The majority of reported cases of metronidazole neurotoxicosis in cats and dogs have resolved following the discontinuation of drug administration. All five cats of the previous case reports recovered completely within 1 week after metronidazole therapy had been discontinued. ^{4, 20} The slow clinical improvement after the cessation of metronidazole administration in the cat of this article is not typical of previous reports of feline metronidazole toxicosis. Although most veterinary metronidazole toxicosis patients improved within 5–7 days after discontinuation of the drug, weeks and sometimes months may be required to completely resolve the neurologic effects. ¹⁰ Thus, the time course to resolution of neurologic clinical signs is variable and likely multifactorial.

Previous case definitions of metronidazole toxicosis in veterinary species have been based on a history of having received metronidazole, showing compatible clinical signs, having an absence of other clinical disease, and experiencing the eventual recovery of the animal upon discontinuation of the drug. ⁶ It is not known if this cat's neurologic dysfunctions would have resolved as time progressed, because the cat was euthanatized within 10 days of discontinuing the drug. Clinically, hypothermia, tachypnea, respiratory alkalosis, and cranial nerve involvement were compatible with the distribution of brainstem lesions in this cat.

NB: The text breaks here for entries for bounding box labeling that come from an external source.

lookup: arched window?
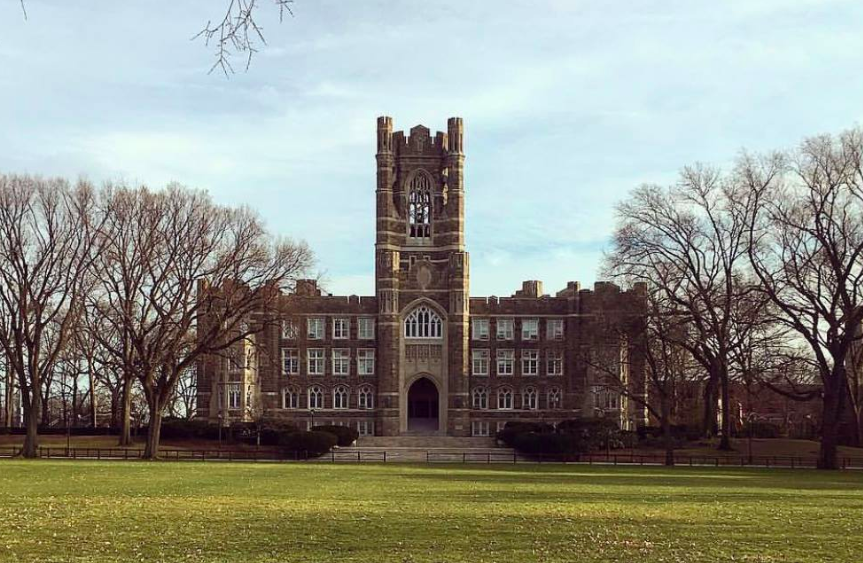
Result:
[405,305,443,338]
[357,385,375,409]
[282,387,300,409]
[333,385,348,409]
[309,385,324,409]
[497,387,512,410]
[408,172,432,238]
[548,387,561,410]
[521,387,537,411]
[473,387,488,409]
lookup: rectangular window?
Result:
[545,319,563,340]
[593,386,620,410]
[282,348,300,375]
[497,319,514,340]
[333,318,351,340]
[333,348,351,375]
[471,319,488,340]
[521,350,539,375]
[282,319,297,340]
[357,420,375,436]
[357,350,375,375]
[228,383,240,409]
[521,319,539,340]
[471,350,489,375]
[545,350,563,375]
[497,350,515,375]
[470,420,489,436]
[306,317,324,340]
[306,348,324,375]
[357,317,375,340]
[282,389,300,409]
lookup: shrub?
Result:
[740,420,782,438]
[279,430,338,457]
[161,418,219,440]
[261,426,298,446]
[312,424,360,448]
[513,432,587,456]
[496,420,554,448]
[557,418,623,449]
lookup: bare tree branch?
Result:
[192,0,294,77]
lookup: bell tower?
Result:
[375,117,470,435]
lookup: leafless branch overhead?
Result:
[192,0,294,76]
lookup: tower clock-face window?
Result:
[408,172,432,238]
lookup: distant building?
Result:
[197,117,645,436]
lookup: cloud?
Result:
[0,0,863,295]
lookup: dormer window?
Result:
[408,172,432,238]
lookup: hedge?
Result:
[312,424,360,448]
[497,420,554,448]
[279,430,338,457]
[513,432,588,455]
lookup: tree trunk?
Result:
[111,387,120,428]
[659,397,674,467]
[3,366,15,428]
[87,366,99,428]
[21,394,42,459]
[718,366,732,451]
[144,399,162,459]
[36,393,51,426]
[119,381,132,446]
[701,374,716,438]
[818,382,845,469]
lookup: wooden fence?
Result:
[0,446,863,469]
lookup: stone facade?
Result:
[198,117,645,436]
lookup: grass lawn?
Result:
[0,460,863,563]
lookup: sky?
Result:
[0,0,863,296]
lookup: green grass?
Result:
[0,461,863,563]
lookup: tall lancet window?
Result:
[405,305,443,338]
[408,172,432,238]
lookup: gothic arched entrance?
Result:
[408,377,440,432]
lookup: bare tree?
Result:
[168,364,198,420]
[737,129,863,469]
[0,176,100,457]
[20,0,294,77]
[193,0,293,76]
[91,185,311,458]
[607,170,751,449]
[586,284,700,466]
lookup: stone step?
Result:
[356,435,497,448]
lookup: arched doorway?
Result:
[408,377,439,432]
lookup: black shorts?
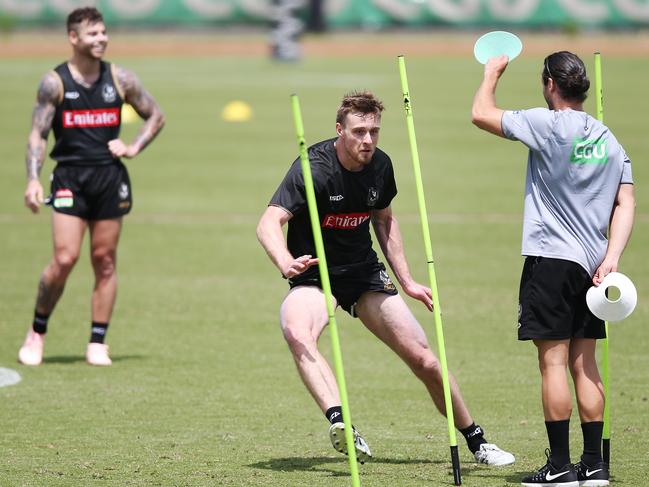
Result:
[288,262,399,318]
[50,161,133,220]
[518,257,606,340]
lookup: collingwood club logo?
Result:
[101,85,117,103]
[367,188,379,206]
[379,270,396,290]
[118,183,128,200]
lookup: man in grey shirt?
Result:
[472,51,635,487]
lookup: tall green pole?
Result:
[291,95,360,487]
[595,52,611,465]
[398,56,462,485]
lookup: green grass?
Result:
[0,40,649,487]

In the cat of this study, there was no evidence of neoplasia, inflammation, or vascular disease in any of the brain sections examined. Nutritional deficiencies are not likely, as the cat of this case report had been fed a commercial diet. The history of metronidazole administration, the clinical signs, and the absence of other clinical disease are supportive of the presumptive diagnosis of metronidazole neurotoxicosis. Furthermore, the type and distribution of the CNS lesions are consistent with both natural and experimental cases of metronidazole toxicosis in other veterinary species. The pathogenesis of metronidazole neurotoxicity is not currently known, and the cat of this study may represent an idiosyncratic reaction to the drug. Thus, to our knowledge, this is the first case report documenting histologic lesions in the brain of a cat in association with metronidazole therapy.